Determining whether an interstitial process is nodular (e.g. miliary), reticular (e.g. fibrotic or oedema) or reticulonodular is critical to determining the cause of pathology and does take some experience. If you saw the nodules but thought this might be miliary nodules in an Asian patient (i.e. perhaps TB), not bad, but miliary is a haematogenous process and should be worst at the bases. For trainees, especially in exams, this is stressful and it is a common situation for trainees to plump for reticulonodular as a compromise where they feel they are not going to be too wrong either way. This is a bad approach. Determining whether the disease is one of these three options helps you to determine the cause. Don’t chicken out of making that decision! In this case reticulonodular meant to me when I was reporting these plain films that I was effectively down to only 2-3 diagnoses, which we will come to.
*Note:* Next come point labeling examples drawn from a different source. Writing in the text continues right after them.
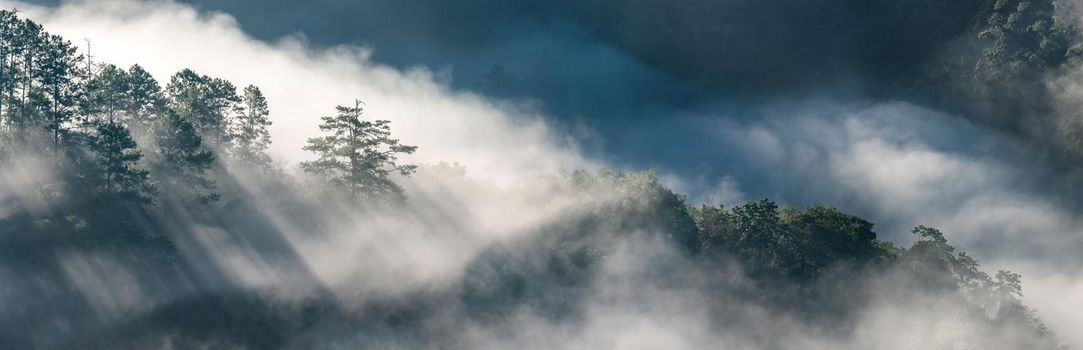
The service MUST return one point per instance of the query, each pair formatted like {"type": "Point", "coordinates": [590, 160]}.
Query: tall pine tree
{"type": "Point", "coordinates": [182, 160]}
{"type": "Point", "coordinates": [251, 138]}
{"type": "Point", "coordinates": [357, 154]}
{"type": "Point", "coordinates": [118, 177]}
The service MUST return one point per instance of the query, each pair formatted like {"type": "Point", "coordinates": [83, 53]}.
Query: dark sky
{"type": "Point", "coordinates": [620, 66]}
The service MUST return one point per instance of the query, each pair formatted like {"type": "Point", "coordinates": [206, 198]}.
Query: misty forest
{"type": "Point", "coordinates": [141, 210]}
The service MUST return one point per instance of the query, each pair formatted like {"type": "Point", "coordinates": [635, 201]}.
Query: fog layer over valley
{"type": "Point", "coordinates": [173, 182]}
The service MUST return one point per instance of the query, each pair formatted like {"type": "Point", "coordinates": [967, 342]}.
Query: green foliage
{"type": "Point", "coordinates": [208, 103]}
{"type": "Point", "coordinates": [251, 137]}
{"type": "Point", "coordinates": [788, 242]}
{"type": "Point", "coordinates": [1025, 38]}
{"type": "Point", "coordinates": [359, 155]}
{"type": "Point", "coordinates": [181, 157]}
{"type": "Point", "coordinates": [117, 173]}
{"type": "Point", "coordinates": [132, 96]}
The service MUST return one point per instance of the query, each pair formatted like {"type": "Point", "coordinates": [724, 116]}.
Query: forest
{"type": "Point", "coordinates": [145, 214]}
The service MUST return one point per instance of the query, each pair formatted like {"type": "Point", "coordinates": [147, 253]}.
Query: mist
{"type": "Point", "coordinates": [501, 242]}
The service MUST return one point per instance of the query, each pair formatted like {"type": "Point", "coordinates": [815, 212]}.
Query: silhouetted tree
{"type": "Point", "coordinates": [181, 158]}
{"type": "Point", "coordinates": [119, 177]}
{"type": "Point", "coordinates": [359, 155]}
{"type": "Point", "coordinates": [207, 103]}
{"type": "Point", "coordinates": [251, 137]}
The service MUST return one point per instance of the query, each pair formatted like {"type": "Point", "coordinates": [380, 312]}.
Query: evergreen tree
{"type": "Point", "coordinates": [359, 154]}
{"type": "Point", "coordinates": [251, 138]}
{"type": "Point", "coordinates": [107, 94]}
{"type": "Point", "coordinates": [8, 73]}
{"type": "Point", "coordinates": [208, 103]}
{"type": "Point", "coordinates": [145, 101]}
{"type": "Point", "coordinates": [132, 96]}
{"type": "Point", "coordinates": [119, 178]}
{"type": "Point", "coordinates": [182, 160]}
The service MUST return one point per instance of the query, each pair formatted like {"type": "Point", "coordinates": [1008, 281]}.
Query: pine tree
{"type": "Point", "coordinates": [107, 94]}
{"type": "Point", "coordinates": [145, 99]}
{"type": "Point", "coordinates": [208, 103]}
{"type": "Point", "coordinates": [182, 160]}
{"type": "Point", "coordinates": [118, 176]}
{"type": "Point", "coordinates": [252, 139]}
{"type": "Point", "coordinates": [359, 154]}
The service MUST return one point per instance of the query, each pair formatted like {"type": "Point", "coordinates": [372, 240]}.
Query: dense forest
{"type": "Point", "coordinates": [118, 189]}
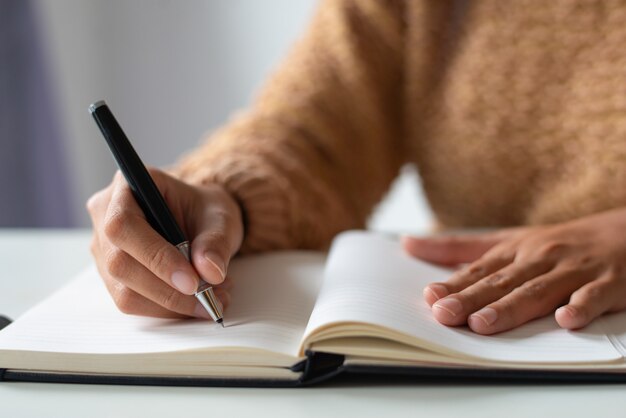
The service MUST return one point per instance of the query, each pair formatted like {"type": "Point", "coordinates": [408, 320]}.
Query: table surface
{"type": "Point", "coordinates": [34, 262]}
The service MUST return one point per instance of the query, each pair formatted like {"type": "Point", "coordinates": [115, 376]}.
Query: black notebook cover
{"type": "Point", "coordinates": [323, 367]}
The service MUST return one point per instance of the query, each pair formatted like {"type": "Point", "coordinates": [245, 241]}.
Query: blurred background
{"type": "Point", "coordinates": [170, 70]}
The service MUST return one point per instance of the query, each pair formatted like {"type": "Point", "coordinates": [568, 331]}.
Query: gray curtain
{"type": "Point", "coordinates": [33, 183]}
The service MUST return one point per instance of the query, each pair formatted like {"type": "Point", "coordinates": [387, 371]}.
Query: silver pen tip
{"type": "Point", "coordinates": [94, 106]}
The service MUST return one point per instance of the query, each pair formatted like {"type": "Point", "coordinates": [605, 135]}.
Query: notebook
{"type": "Point", "coordinates": [298, 318]}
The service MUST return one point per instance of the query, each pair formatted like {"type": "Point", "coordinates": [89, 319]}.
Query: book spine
{"type": "Point", "coordinates": [320, 366]}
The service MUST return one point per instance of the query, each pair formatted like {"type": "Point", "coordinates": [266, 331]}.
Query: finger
{"type": "Point", "coordinates": [127, 229]}
{"type": "Point", "coordinates": [453, 250]}
{"type": "Point", "coordinates": [469, 275]}
{"type": "Point", "coordinates": [535, 298]}
{"type": "Point", "coordinates": [589, 302]}
{"type": "Point", "coordinates": [123, 269]}
{"type": "Point", "coordinates": [218, 236]}
{"type": "Point", "coordinates": [454, 309]}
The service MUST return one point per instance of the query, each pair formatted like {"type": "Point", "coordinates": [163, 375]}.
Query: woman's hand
{"type": "Point", "coordinates": [144, 273]}
{"type": "Point", "coordinates": [519, 274]}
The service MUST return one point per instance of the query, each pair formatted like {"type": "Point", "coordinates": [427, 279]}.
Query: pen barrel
{"type": "Point", "coordinates": [142, 185]}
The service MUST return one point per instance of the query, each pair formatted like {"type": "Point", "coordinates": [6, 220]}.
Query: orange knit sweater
{"type": "Point", "coordinates": [514, 113]}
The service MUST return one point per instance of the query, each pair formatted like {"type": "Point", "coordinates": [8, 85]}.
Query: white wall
{"type": "Point", "coordinates": [171, 70]}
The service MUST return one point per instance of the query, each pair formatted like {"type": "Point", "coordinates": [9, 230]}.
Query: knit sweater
{"type": "Point", "coordinates": [514, 113]}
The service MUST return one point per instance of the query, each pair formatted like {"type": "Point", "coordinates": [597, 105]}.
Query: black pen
{"type": "Point", "coordinates": [148, 196]}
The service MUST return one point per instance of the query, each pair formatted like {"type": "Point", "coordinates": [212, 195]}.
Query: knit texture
{"type": "Point", "coordinates": [514, 113]}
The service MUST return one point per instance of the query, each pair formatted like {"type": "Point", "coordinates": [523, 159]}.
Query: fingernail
{"type": "Point", "coordinates": [567, 310]}
{"type": "Point", "coordinates": [200, 312]}
{"type": "Point", "coordinates": [439, 291]}
{"type": "Point", "coordinates": [451, 305]}
{"type": "Point", "coordinates": [217, 262]}
{"type": "Point", "coordinates": [184, 283]}
{"type": "Point", "coordinates": [487, 315]}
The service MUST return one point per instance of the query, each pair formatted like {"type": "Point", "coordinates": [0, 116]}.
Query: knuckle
{"type": "Point", "coordinates": [157, 256]}
{"type": "Point", "coordinates": [170, 300]}
{"type": "Point", "coordinates": [500, 281]}
{"type": "Point", "coordinates": [115, 225]}
{"type": "Point", "coordinates": [534, 290]}
{"type": "Point", "coordinates": [125, 300]}
{"type": "Point", "coordinates": [117, 263]}
{"type": "Point", "coordinates": [550, 250]}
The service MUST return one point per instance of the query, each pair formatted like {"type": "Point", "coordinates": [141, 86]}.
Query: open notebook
{"type": "Point", "coordinates": [297, 318]}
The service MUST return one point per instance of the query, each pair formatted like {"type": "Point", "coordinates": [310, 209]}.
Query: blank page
{"type": "Point", "coordinates": [272, 298]}
{"type": "Point", "coordinates": [370, 279]}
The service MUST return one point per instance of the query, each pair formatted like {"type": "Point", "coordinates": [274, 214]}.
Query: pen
{"type": "Point", "coordinates": [148, 196]}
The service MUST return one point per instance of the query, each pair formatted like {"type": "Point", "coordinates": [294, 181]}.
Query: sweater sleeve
{"type": "Point", "coordinates": [322, 142]}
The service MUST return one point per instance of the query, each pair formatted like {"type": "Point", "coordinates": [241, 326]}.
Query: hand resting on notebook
{"type": "Point", "coordinates": [577, 268]}
{"type": "Point", "coordinates": [144, 273]}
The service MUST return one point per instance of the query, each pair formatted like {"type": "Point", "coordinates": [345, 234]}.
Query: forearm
{"type": "Point", "coordinates": [323, 140]}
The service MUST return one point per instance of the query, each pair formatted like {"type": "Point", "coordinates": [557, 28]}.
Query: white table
{"type": "Point", "coordinates": [33, 263]}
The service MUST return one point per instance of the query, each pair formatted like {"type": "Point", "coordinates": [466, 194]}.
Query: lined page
{"type": "Point", "coordinates": [369, 279]}
{"type": "Point", "coordinates": [272, 298]}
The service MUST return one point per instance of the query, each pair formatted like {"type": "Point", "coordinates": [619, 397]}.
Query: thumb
{"type": "Point", "coordinates": [453, 249]}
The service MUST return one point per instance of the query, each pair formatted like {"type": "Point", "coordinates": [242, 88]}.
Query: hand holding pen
{"type": "Point", "coordinates": [144, 272]}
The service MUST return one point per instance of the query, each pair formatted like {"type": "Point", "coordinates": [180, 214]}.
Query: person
{"type": "Point", "coordinates": [513, 112]}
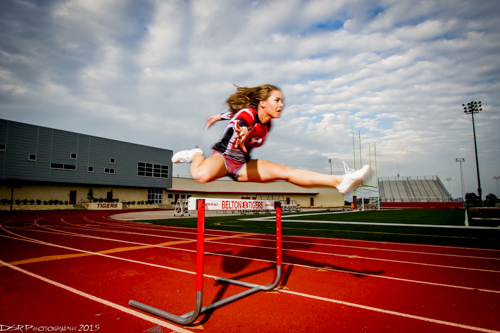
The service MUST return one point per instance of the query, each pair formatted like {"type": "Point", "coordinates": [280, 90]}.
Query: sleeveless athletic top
{"type": "Point", "coordinates": [257, 133]}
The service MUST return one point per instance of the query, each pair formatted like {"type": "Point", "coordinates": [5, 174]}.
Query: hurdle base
{"type": "Point", "coordinates": [182, 320]}
{"type": "Point", "coordinates": [254, 288]}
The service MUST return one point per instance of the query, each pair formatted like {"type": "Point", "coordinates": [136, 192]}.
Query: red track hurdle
{"type": "Point", "coordinates": [220, 204]}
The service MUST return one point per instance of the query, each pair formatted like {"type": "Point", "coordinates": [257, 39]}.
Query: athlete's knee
{"type": "Point", "coordinates": [284, 172]}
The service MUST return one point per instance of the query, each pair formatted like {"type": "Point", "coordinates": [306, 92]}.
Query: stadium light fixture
{"type": "Point", "coordinates": [461, 159]}
{"type": "Point", "coordinates": [471, 108]}
{"type": "Point", "coordinates": [448, 180]}
{"type": "Point", "coordinates": [497, 178]}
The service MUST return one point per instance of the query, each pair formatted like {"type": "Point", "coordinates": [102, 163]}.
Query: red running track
{"type": "Point", "coordinates": [78, 270]}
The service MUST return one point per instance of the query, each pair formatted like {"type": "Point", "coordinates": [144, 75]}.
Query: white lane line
{"type": "Point", "coordinates": [292, 292]}
{"type": "Point", "coordinates": [100, 300]}
{"type": "Point", "coordinates": [394, 313]}
{"type": "Point", "coordinates": [256, 259]}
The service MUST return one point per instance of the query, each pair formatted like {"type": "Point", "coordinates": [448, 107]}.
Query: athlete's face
{"type": "Point", "coordinates": [273, 104]}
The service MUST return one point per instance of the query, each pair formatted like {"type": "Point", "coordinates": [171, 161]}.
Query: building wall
{"type": "Point", "coordinates": [67, 157]}
{"type": "Point", "coordinates": [46, 192]}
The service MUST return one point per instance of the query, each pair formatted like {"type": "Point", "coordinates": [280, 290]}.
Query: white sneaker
{"type": "Point", "coordinates": [347, 169]}
{"type": "Point", "coordinates": [185, 156]}
{"type": "Point", "coordinates": [352, 179]}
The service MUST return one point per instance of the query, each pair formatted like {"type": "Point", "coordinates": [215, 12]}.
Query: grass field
{"type": "Point", "coordinates": [329, 224]}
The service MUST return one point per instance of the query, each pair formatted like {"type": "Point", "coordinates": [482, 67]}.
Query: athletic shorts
{"type": "Point", "coordinates": [233, 167]}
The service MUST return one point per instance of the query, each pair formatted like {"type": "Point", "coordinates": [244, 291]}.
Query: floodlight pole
{"type": "Point", "coordinates": [461, 159]}
{"type": "Point", "coordinates": [497, 178]}
{"type": "Point", "coordinates": [471, 108]}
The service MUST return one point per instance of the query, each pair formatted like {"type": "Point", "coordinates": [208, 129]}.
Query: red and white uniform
{"type": "Point", "coordinates": [257, 133]}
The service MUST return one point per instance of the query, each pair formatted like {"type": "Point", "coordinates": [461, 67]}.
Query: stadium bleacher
{"type": "Point", "coordinates": [415, 192]}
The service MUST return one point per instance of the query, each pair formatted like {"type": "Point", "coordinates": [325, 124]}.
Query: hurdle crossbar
{"type": "Point", "coordinates": [201, 205]}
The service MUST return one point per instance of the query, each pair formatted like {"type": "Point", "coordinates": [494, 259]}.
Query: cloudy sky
{"type": "Point", "coordinates": [394, 72]}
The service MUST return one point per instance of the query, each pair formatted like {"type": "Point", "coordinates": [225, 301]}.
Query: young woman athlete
{"type": "Point", "coordinates": [250, 113]}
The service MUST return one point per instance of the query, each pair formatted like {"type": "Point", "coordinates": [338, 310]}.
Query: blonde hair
{"type": "Point", "coordinates": [245, 97]}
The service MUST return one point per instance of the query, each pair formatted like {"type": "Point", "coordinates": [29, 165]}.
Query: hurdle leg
{"type": "Point", "coordinates": [186, 320]}
{"type": "Point", "coordinates": [253, 287]}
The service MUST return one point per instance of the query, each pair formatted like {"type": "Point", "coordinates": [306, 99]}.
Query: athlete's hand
{"type": "Point", "coordinates": [241, 136]}
{"type": "Point", "coordinates": [212, 119]}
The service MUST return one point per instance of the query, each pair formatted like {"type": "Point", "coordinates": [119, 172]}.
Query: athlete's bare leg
{"type": "Point", "coordinates": [208, 169]}
{"type": "Point", "coordinates": [264, 171]}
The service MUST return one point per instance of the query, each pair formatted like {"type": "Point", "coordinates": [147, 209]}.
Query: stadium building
{"type": "Point", "coordinates": [41, 167]}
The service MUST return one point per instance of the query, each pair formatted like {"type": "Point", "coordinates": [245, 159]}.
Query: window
{"type": "Point", "coordinates": [62, 166]}
{"type": "Point", "coordinates": [152, 170]}
{"type": "Point", "coordinates": [155, 196]}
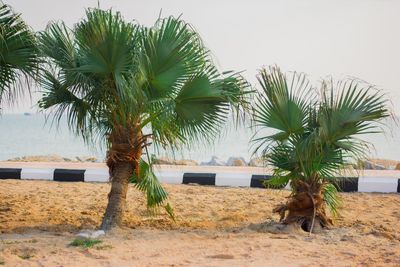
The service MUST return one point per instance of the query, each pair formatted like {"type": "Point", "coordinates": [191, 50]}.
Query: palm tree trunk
{"type": "Point", "coordinates": [122, 160]}
{"type": "Point", "coordinates": [117, 196]}
{"type": "Point", "coordinates": [305, 207]}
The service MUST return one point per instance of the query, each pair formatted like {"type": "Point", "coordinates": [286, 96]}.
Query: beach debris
{"type": "Point", "coordinates": [215, 161]}
{"type": "Point", "coordinates": [369, 165]}
{"type": "Point", "coordinates": [52, 158]}
{"type": "Point", "coordinates": [167, 161]}
{"type": "Point", "coordinates": [187, 162]}
{"type": "Point", "coordinates": [86, 159]}
{"type": "Point", "coordinates": [236, 161]}
{"type": "Point", "coordinates": [163, 161]}
{"type": "Point", "coordinates": [90, 234]}
{"type": "Point", "coordinates": [257, 162]}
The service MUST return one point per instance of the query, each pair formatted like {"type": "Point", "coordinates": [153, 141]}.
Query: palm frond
{"type": "Point", "coordinates": [18, 54]}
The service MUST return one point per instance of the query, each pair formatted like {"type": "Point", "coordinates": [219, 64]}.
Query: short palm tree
{"type": "Point", "coordinates": [128, 84]}
{"type": "Point", "coordinates": [316, 136]}
{"type": "Point", "coordinates": [18, 54]}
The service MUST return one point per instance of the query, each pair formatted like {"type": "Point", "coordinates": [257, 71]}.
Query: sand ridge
{"type": "Point", "coordinates": [215, 227]}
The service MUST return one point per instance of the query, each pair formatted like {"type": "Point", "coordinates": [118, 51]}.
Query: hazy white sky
{"type": "Point", "coordinates": [319, 37]}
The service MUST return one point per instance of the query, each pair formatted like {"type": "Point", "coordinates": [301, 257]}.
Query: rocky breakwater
{"type": "Point", "coordinates": [53, 158]}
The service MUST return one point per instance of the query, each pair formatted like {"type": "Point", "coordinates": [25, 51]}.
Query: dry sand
{"type": "Point", "coordinates": [214, 227]}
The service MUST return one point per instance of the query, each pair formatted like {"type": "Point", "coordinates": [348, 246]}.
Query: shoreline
{"type": "Point", "coordinates": [185, 168]}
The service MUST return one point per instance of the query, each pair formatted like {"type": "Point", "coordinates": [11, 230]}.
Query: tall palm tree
{"type": "Point", "coordinates": [128, 84]}
{"type": "Point", "coordinates": [18, 54]}
{"type": "Point", "coordinates": [316, 136]}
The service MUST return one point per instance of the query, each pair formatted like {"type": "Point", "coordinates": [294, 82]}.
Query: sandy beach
{"type": "Point", "coordinates": [214, 227]}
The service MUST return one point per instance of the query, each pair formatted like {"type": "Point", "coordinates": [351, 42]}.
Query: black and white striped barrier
{"type": "Point", "coordinates": [235, 179]}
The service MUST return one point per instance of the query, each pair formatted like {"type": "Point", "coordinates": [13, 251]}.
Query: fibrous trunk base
{"type": "Point", "coordinates": [305, 208]}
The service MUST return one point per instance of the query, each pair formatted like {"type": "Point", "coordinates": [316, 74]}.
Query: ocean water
{"type": "Point", "coordinates": [22, 135]}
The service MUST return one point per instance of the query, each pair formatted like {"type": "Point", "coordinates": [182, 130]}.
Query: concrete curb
{"type": "Point", "coordinates": [380, 184]}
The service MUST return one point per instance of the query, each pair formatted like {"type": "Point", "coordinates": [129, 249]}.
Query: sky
{"type": "Point", "coordinates": [337, 38]}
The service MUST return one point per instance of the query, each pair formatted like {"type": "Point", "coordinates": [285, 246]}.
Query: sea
{"type": "Point", "coordinates": [35, 134]}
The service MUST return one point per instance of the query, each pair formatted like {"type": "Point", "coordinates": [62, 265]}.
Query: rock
{"type": "Point", "coordinates": [215, 161]}
{"type": "Point", "coordinates": [89, 159]}
{"type": "Point", "coordinates": [236, 161]}
{"type": "Point", "coordinates": [83, 234]}
{"type": "Point", "coordinates": [163, 161]}
{"type": "Point", "coordinates": [98, 233]}
{"type": "Point", "coordinates": [397, 166]}
{"type": "Point", "coordinates": [368, 165]}
{"type": "Point", "coordinates": [91, 234]}
{"type": "Point", "coordinates": [257, 162]}
{"type": "Point", "coordinates": [187, 162]}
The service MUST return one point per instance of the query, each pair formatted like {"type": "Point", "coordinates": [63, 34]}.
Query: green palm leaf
{"type": "Point", "coordinates": [18, 54]}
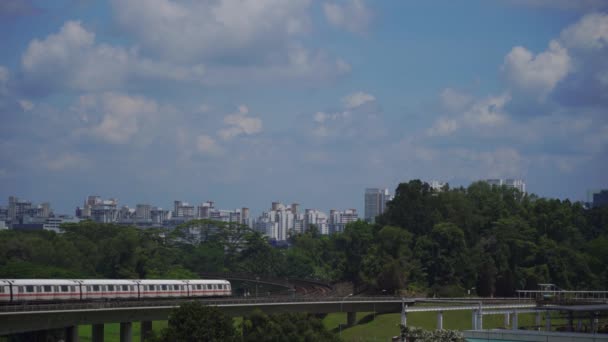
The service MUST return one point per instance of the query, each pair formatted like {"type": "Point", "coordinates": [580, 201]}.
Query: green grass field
{"type": "Point", "coordinates": [383, 327]}
{"type": "Point", "coordinates": [369, 327]}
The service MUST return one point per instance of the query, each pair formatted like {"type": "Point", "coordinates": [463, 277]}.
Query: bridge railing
{"type": "Point", "coordinates": [177, 302]}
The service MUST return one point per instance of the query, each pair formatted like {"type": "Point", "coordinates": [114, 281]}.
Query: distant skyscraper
{"type": "Point", "coordinates": [518, 184]}
{"type": "Point", "coordinates": [600, 198]}
{"type": "Point", "coordinates": [339, 219]}
{"type": "Point", "coordinates": [437, 185]}
{"type": "Point", "coordinates": [375, 202]}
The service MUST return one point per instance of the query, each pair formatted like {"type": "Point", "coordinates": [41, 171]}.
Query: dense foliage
{"type": "Point", "coordinates": [495, 240]}
{"type": "Point", "coordinates": [413, 334]}
{"type": "Point", "coordinates": [195, 322]}
{"type": "Point", "coordinates": [296, 327]}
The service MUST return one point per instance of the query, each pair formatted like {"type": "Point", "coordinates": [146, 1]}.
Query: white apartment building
{"type": "Point", "coordinates": [518, 184]}
{"type": "Point", "coordinates": [437, 185]}
{"type": "Point", "coordinates": [183, 209]}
What else on the second chest radiograph? Well the right paratracheal stripe is widened at its inferior margin and the right superior retrocardiac region where the azygo-esophageal stripe should be visible is widened (short arrows). In the tracheobronchial groove the right paratracheal widening could be due to a prominent azygos due to fluid overload/oedema, but the right retrocardiac/azygoesopahageal widening confirmed adenopathy. I was now down to effective one diagnosis. I didn’t have old reference films so I requested a CT with HRCT imaging to confirm my suspicion.
How do I narrow it down? Well lymphangitis is more often unilateral or asymmetric. Interlobular septal thickening is far more common, effusions are very common. Neither are present in this case. So I am left with sarcoidosis or silicosis. I could go and find out if the patient had an occupational exposure, but I am a radiologist and need to push the diagnosis from imaging and clinical knowledge. Firstly silicosis is increasingly rare unless I am in a mining/sandblasting community. Nodes are more likely to calcify in silicosis, although could be non-calcified in both entities. But more importantly this person presented with atrial fibrillation with interstitial oedema at a young age. Silicosis does not cause cardiac disease. Sarcoidosis itself does not usually result in effusions. However, when in sarcoidosis you see evidence of arrhythmia, effusions or oedema, always think about the subset of sarcoid patients who have additional cardiac sarcoid.
The diagnosis in this case was indeed sarcoidosis with pleuroparenchymal and cardiac involvement. I made the diagnosis based on the two chest x-rays but it was academically gratifying to follow through to see the CT imaging and make an illustrative teaching case. Maybe at another time we will look at the next investigation that should follow, a cardiac MRI to confirm myocardial sarcoidosis.